Daí surgem críticas políticas e sociais em letras que falam dos "caras do Senado" ("Eu Protesto") e de "matar o presidente" ("Hoje Eu Acordei Feliz"). Polêmicas para menores de 14 anos criadas por marmanjos trintões.
Mas o grupo é bem-intencionado e, no minguado mercadão de rock brasileiro, o hardcore melódico do Charlie Brown Jr. tem lugar de destaque. A banda foi revelação do Video Music Brasil em 98, faturou os prêmios de melhor clipe de rock e melhor clipe na escolha da audiência em 2001 e já vendeu 1 milhão de cópias de seus discos desde a estréia em "Transpiração Contínua Prolongada", que emplacou canções como "O Coro Vai Comê!" e "Proibida pra Mim".
De lá pra cá, é possível notar um estranho processo de evolução que teima em manter um pé na estaca zero. O Charlie Brown Jr. buscou uma aproximação com jovens menos descerebrados sem deixar de agradar aos fãs da temática skate, mulheres e baladas.
"O jovem hoje tem poucas opções e oportunidades. Ele está muito distante do que quer e por isso se envolve em coisa errada. Só que quem vai mudar essa realidade é o próprio jovem, com autoconfiança e fé. A priori, nossa intenção é mandar um som no papo de entreter, mas com uma mensagem", afirma.
Assim, a banda conjuga alertas ao universo vazio de muitos adolescentes, como em "Só Lazer" ("Se uma mansão e um carro gringo é o que te atrai / Se um videoclipe do Twister te distrai"), a músicas que carregam o que há de mais chavão na irreverência criada por grupos como o Raimundos, como em "Sino Dourado".

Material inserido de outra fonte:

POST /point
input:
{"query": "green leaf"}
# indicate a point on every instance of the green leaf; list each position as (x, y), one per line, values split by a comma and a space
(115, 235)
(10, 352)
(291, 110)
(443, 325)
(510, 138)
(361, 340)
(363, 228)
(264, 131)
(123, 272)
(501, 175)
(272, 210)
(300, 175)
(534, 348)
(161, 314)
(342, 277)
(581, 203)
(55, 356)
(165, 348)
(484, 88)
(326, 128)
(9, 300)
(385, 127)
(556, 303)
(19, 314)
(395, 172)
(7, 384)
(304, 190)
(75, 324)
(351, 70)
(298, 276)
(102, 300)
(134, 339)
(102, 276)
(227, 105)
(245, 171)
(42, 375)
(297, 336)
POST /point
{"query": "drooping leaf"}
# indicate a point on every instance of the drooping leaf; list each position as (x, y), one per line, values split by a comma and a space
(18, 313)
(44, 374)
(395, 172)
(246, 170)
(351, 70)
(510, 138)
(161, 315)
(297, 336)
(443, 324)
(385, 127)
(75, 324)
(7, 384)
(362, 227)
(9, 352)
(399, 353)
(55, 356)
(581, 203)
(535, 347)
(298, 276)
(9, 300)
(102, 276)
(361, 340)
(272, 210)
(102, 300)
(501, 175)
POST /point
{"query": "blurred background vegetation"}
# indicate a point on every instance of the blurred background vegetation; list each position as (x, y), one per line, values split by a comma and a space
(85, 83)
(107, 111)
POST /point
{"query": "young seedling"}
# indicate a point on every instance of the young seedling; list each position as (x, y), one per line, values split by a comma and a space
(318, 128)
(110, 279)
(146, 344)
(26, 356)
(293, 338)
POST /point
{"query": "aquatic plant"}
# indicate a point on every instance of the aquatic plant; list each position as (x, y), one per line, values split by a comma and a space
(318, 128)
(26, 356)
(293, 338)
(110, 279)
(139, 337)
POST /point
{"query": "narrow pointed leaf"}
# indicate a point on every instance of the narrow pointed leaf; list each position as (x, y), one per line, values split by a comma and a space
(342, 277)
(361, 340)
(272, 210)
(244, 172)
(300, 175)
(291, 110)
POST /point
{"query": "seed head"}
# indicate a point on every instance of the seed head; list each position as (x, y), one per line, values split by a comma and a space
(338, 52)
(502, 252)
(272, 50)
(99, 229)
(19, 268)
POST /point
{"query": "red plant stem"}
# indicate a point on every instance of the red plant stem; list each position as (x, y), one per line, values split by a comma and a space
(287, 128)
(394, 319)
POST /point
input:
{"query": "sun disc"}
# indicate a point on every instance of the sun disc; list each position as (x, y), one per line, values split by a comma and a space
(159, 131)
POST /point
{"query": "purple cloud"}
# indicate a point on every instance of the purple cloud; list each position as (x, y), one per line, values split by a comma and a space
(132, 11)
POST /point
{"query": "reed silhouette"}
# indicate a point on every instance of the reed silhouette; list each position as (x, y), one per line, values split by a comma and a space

"100% Charlie Brown Jr. - Abalando a Sua Fábrica" também traz mudanças sonoras. Com a saída do guitarrista Thiago antes do início das gravações do novo disco, Chorão, Champignon (baixo), Marcão (guitarra) e Pelado (bateria) soam mais garagem e investem em melodias mais simples e cruas. "Viramos um "power trio". Perdemos o requinte, mas ganhamos raça", entusiasma-se Chorão. Agora, é só ligar o rádio e conferir.